PhosAgro posted sales revenues of 48.764 billion rubles, up 35% year-on-year and almost coinciding with the analysts' forecast (48.718 billion rubles). EBITDA (earnings before interest, taxes, depreciation, and amortization) jumped 110% to 17.752 billion rubles, where the analysts had predicted 17.627 billion rubles.

The EBITDA margin was 36.4% (23.8% in H1 2010). This was largely due to higher fertilizer prices, the company said.

Sales revenues from the company's phosphate business increased 32.4% to 42.508 billion rubles, and from its nitrogen business - 70% to 5.874 billion rubles.

Sales of phosphate-based fertilizers and feed additives increased 3.8% to 1.992 million tonnes, of nitrogen-based fertilizers - 21.5% to 491,000 tonnes. Sales of apatite concentrate dropped 17.8% to 1.588 million tonnes.

The holding's companies produced 3.861 million tonnes of apatite concentrate, 478,000 tonnes of nepheline concentrate, 2.041 million tonnes of phosphate fertilizers and feed additives, 239,000 tonnes of ammonium sulfate, and 252,000 tonnes of carbamide.
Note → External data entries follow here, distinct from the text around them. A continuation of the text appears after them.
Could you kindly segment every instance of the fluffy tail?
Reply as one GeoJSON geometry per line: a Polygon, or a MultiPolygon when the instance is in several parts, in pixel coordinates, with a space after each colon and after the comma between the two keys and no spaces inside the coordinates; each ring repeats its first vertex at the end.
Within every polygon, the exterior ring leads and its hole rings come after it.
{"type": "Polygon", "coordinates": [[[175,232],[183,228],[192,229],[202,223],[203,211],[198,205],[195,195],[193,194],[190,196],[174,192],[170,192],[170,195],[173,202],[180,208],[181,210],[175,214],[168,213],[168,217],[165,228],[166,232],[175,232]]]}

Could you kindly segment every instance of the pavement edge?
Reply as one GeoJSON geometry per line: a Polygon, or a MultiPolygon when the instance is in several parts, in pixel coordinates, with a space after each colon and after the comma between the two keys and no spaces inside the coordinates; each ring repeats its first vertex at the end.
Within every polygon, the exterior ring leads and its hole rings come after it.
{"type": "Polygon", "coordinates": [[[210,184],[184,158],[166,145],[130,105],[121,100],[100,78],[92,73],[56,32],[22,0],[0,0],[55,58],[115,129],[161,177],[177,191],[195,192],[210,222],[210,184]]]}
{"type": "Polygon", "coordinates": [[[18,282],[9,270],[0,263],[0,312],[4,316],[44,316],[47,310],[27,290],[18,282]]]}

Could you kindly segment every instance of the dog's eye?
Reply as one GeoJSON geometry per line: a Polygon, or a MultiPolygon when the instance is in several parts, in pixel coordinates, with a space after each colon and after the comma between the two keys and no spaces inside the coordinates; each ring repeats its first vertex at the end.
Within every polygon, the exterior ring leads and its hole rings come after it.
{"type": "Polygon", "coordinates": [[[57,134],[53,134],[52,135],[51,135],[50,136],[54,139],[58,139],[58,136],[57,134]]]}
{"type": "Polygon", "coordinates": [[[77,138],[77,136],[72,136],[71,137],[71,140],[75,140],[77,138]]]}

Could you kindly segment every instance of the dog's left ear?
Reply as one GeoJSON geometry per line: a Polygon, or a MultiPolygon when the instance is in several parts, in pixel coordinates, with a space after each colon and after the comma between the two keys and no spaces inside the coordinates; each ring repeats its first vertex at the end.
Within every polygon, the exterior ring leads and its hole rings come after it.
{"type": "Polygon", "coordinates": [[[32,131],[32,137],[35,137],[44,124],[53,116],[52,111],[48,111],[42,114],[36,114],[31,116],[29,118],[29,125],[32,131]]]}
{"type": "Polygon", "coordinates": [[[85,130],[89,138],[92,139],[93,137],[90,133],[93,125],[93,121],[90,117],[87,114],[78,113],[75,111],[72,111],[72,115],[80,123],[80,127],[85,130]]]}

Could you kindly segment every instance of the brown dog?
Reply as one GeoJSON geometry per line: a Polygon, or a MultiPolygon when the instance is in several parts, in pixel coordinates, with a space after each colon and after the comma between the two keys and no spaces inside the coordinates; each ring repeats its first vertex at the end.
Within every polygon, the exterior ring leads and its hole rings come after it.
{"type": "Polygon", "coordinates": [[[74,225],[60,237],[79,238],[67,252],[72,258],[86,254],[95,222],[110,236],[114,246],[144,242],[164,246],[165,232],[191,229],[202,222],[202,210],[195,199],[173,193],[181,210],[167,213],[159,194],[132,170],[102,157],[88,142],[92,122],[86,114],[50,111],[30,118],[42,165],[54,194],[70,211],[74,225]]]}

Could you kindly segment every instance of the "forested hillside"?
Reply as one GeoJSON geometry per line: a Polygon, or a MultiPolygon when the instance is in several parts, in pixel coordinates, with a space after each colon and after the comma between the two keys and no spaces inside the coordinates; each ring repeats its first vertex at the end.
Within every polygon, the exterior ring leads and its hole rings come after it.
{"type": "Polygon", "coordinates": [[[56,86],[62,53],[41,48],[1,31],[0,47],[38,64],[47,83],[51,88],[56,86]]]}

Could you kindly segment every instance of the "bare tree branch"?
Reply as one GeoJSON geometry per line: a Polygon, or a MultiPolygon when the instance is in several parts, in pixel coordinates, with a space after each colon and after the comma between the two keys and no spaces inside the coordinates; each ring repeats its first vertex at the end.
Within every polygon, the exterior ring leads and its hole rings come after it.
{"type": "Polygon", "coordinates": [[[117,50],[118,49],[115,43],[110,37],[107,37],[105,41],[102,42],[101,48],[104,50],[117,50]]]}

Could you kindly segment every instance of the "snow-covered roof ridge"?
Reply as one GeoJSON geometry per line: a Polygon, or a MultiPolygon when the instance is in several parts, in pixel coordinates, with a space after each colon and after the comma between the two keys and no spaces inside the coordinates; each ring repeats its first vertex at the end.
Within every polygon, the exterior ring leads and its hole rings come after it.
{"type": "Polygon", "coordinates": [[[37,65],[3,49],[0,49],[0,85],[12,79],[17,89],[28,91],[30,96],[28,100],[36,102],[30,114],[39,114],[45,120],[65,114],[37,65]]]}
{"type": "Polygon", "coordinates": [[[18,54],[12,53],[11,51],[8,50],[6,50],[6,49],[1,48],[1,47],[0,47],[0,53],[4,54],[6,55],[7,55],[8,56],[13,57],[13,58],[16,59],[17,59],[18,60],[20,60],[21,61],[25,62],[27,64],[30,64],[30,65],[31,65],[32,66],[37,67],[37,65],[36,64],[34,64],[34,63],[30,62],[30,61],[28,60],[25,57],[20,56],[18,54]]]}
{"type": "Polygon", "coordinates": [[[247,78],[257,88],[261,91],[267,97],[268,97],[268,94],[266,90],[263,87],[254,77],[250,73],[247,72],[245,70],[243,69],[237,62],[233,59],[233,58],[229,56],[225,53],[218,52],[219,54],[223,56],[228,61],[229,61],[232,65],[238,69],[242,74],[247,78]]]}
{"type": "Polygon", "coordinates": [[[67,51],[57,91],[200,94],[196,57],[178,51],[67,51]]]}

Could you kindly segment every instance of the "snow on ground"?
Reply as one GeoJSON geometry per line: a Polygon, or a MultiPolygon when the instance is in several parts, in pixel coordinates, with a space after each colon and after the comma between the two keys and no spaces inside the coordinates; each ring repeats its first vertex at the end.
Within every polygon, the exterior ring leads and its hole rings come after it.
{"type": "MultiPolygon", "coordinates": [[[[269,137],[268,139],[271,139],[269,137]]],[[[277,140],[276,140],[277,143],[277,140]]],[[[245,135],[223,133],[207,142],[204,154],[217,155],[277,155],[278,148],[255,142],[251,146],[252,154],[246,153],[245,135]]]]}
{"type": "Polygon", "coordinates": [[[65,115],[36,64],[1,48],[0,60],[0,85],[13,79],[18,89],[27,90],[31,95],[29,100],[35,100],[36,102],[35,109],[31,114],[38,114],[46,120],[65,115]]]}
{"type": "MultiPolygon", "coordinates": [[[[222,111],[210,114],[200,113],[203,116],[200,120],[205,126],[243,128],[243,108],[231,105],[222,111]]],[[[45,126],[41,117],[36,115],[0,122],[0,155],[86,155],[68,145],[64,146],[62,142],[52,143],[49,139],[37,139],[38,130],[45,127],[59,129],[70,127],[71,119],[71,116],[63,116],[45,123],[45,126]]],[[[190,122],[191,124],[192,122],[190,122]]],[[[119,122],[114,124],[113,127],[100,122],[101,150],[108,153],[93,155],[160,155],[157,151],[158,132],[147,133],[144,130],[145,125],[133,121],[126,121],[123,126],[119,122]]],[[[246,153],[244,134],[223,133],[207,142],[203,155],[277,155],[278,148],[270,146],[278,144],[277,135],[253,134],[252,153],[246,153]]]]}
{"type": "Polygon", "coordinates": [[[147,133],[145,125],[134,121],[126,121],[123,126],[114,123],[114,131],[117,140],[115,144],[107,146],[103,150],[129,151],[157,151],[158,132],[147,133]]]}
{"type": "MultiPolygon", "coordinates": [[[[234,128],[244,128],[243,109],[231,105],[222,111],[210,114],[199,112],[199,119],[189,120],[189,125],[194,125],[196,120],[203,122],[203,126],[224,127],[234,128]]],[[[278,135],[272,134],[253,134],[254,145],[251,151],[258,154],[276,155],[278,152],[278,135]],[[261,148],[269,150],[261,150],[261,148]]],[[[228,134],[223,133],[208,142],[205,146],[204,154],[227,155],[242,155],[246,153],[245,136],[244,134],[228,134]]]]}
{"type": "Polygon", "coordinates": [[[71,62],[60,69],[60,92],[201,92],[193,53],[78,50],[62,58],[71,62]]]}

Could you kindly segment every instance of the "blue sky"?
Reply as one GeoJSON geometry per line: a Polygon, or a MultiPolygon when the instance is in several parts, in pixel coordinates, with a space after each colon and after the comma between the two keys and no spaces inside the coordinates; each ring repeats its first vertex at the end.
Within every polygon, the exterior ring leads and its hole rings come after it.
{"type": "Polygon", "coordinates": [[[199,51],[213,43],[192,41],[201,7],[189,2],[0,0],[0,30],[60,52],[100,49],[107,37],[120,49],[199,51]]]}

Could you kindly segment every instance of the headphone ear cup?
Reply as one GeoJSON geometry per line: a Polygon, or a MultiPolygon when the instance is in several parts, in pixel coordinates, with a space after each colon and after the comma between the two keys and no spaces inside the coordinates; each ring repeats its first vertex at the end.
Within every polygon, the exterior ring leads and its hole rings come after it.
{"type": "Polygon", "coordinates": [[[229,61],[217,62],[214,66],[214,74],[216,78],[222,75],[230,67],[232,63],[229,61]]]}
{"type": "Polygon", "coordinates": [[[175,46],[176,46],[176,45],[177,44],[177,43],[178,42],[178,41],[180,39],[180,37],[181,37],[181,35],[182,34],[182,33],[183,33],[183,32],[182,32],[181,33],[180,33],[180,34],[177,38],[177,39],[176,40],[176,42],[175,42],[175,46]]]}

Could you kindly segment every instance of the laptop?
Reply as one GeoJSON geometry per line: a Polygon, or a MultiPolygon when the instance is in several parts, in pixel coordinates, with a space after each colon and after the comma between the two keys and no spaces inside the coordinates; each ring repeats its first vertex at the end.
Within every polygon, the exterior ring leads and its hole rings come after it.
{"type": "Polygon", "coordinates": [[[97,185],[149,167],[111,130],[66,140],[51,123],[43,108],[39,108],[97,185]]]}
Cash flow from operations increased 132% to 17.9 billion rubles. Capital expenditures increased 80% to 5.9 billion rubles, the bulk of which was put into the construction of ore shaft #2 at the Kirovsky underground mine (OJSC Apatit ), which is expected to increase output to an annual 14 million tonnes of ore in two or three years, as well as the construction of "new urea capacity and a 32 mWt gas-powered electricity generation facility" at Cherepovets Azot , the company said.

Combined debts stood at 26.767 billion rubles as of June 30, almost tripling over the six months. This was mostly due to new long and short-term credits in euros and dollars. Net debt rose 16.1 billion rubles to 19.8 billion rubles over the half. This resulted in an annual net-debt/EBITDA ratio of 0.56.

"Demand for phosphate fertilizers was robust throughout the first six months of 2011, with the export price for DAP during the period rising from $590/mt to $650/mt FOB Tampa, representing an average weekly price of $615/mt. Near term demand is expected to continue to support prices, driven by seasonal demand in India, the United States, West Europe, while factors affecting supply include the continued shut-down of Mosaic's South Fort Meade mine and the expectation of lower phosphate fertilizer exports from China," the company said.

"Nitrogen fertilizers also continue to perform well, with Urea prices in the first six months of 2011 rising from $350/mt to $485/mt FOB Baltics, representing an average weekly price of $377/mt. While gas prices for US producers have made them globally competitive, lower supply from China combined with demand from Asia and Latin America continues to support prices. PhosAgro's nitrogen margins also benefit from significantly lower gas costs in Russia," PhosAgro said. The average gas purchase price for the group increased to 3,021 rubles per thousand cubic meters from 2,635 rubles per thousand cubic meters in H1 2010.

"PhosAgro is largely self-sufficient in phosphate fertilizer production and therefore is not subject to price inflation for phosphate rock. However, expenditures on sulphur and sulphuric acid, used primarily in the production of phosphate fertilizers, amounted to 2,007 million rubles ($70 million) in H1 2011, up 75.0% from 1,147 million rubles ($38 million) a year ago, the company said.

Administrative expenses increased 3% to 2.562 billion rubles, commercial expenses - 12.3% to 3.331 billion rubles.

"We see continued tightness in soft commodities markets at least through the end of the year supporting fertilizer prices and volumes globally as farmers invest in maximizing crop output. The new capacity from Magadan in Saudi Arabia has not to date caused disruptions to the market, and we believe that demand will at least match capacity going forward," CEO Maxim Volker is quoted as saying.